Mr. Blair’s new oil paintings capture the banal and transitory details of everyday life with deadpan perception. In 1994, he took issue with a review of Mr. Hanson’s work by Michael Kimmelman of The New York Times in a text that concluded, “There is magic happening at the edge of representation, and this suggests to me that Hanson’s work was not, and is not, the ‘dead end’ that Mr. Kimmelman concludes [it is].”

 

Images of Water

“Water: The Element That Surrounds Us,” a show of work by five photographers, will open at the Tulla Booth Gallery in Sag Harbor with a reception tomorrow from 6 to 8 p.m. It will remain on view through Oct. 15.

Stephen Wilkes has photographed sites throughout the world, among them the crowded beaches of Coney Island and Santa Monica. Daniel Jones takes a painterly approach, creating pristine images usually devoid of people. 

By contrast, Herbert Friedman’s beach scenes are packed with bathers and their accouterments, including colorful umbrellas. Blair Seagram is drawn to the panoramas and dynamism of surfers, while Dawn Watson’s favorite subject is “the water . . . from Montauk to Westhampton.”

 

Nick Weber in Montauk

Paintings by the Amagansett artist Nick Weber will be on view at Boo-Hooray Summer Rental in Montauk from Sunday through Sept. 15, with a reception set for Sunday from 4 to 6 p.m.

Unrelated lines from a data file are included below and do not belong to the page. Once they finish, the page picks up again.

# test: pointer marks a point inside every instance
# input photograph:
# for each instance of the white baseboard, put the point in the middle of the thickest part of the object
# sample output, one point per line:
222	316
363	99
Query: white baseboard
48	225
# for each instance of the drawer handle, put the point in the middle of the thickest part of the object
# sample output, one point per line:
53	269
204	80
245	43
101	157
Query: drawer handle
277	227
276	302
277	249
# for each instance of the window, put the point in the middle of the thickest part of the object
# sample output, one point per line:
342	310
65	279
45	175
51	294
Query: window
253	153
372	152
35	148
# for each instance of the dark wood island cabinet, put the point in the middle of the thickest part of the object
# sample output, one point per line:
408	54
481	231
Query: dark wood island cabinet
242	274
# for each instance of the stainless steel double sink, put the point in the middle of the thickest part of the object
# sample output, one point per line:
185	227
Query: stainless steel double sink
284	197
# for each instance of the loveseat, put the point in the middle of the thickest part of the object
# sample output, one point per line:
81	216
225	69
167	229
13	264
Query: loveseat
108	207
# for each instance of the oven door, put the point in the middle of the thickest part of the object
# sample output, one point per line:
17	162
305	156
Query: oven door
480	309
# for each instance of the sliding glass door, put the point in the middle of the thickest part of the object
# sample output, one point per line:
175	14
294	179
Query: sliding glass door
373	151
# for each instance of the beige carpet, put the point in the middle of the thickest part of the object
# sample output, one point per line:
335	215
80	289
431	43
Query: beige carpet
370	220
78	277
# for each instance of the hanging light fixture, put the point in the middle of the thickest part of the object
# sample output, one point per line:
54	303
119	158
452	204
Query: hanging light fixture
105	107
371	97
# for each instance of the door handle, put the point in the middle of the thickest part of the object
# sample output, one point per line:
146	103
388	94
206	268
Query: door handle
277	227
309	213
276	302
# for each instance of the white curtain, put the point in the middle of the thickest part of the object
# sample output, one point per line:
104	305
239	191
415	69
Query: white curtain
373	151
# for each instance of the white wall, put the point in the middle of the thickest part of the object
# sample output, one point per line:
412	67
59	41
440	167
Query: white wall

Mr. Weber is a figurative painter of people and moody night landscapes, whose work has loosened up in recent years to the point where details are blurred or partially obscured by the free handling of paint and the buildup of surfaces. 

 

Southampton Artists Show

The Southampton Artists Association’s annual Labor Day show will be on view at the Southampton Cultural Center through Sept. 10, with receptions scheduled for Saturday from 4 to 6 p.m. and Friday, Sept. 8, also from 4 to 6. The exhibition includes painting, sculpture, photography, and works on paper.